Mass spectrometrist Gary R. Kinsel of Southern Illinois University, Carbondale, said he didn’t see lots of significant new MS products at Pittcon 2014, but he was intrigued by two new systems for coupling separation tools to mass spectrometers.
The Waters ionKey/MS system “is a particularly innovative instrument that combines in a device about the size of a smartphone all the elements necessary to perform UPLC with direct electrospray ionization coupling to a mass spectrometer,” Kinsel said. “The compact device size and ease of connection to the mass spectrometer make the system user-friendly and extremely efficient for sample handling and analysis.”
And the CESI 8000, made collaboratively by Beckman Coulter and AB Sciex, “combines the well-established high-peak-resolving capacity of ultra-low-flow capillary electrophoresis [CE] with an electrospray ionization source for coupling to an MS system,” Kinsel said.
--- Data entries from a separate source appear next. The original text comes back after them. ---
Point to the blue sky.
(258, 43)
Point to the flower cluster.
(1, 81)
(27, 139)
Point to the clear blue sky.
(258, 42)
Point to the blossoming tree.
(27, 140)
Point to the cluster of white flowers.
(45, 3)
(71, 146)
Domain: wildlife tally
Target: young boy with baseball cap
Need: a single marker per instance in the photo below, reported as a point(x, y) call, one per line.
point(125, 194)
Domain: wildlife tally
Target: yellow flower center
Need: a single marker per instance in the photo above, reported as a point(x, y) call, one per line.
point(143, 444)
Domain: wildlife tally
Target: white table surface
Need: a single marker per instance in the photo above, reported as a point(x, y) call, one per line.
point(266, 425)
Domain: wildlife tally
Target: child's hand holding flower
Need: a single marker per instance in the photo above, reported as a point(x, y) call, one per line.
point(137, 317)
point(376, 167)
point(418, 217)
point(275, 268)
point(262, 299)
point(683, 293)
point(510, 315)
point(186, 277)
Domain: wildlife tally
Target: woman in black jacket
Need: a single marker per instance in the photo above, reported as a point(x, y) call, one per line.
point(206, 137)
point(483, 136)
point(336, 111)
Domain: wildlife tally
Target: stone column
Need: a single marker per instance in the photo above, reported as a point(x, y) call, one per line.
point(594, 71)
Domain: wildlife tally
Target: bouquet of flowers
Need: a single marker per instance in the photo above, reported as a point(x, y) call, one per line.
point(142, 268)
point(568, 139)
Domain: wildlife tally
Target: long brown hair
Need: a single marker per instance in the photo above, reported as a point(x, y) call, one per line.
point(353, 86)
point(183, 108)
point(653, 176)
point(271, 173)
The CESI 8000 won the Pittcon Editors’ third-place Bronze Award. The award citation noted that the instrument is “the first ultra-low-flow electrospray ionization instrument to be available commercially [and] makes the interfacing of capillary electrophoresis and MS easy.”
Giving a chromatographer’s viewpoint on the system, Lucy was enthusiastic about the CESI 8000. “It moves CE/MS from an analytical research topic into an integrated workflow solution,” he said. “I want one.”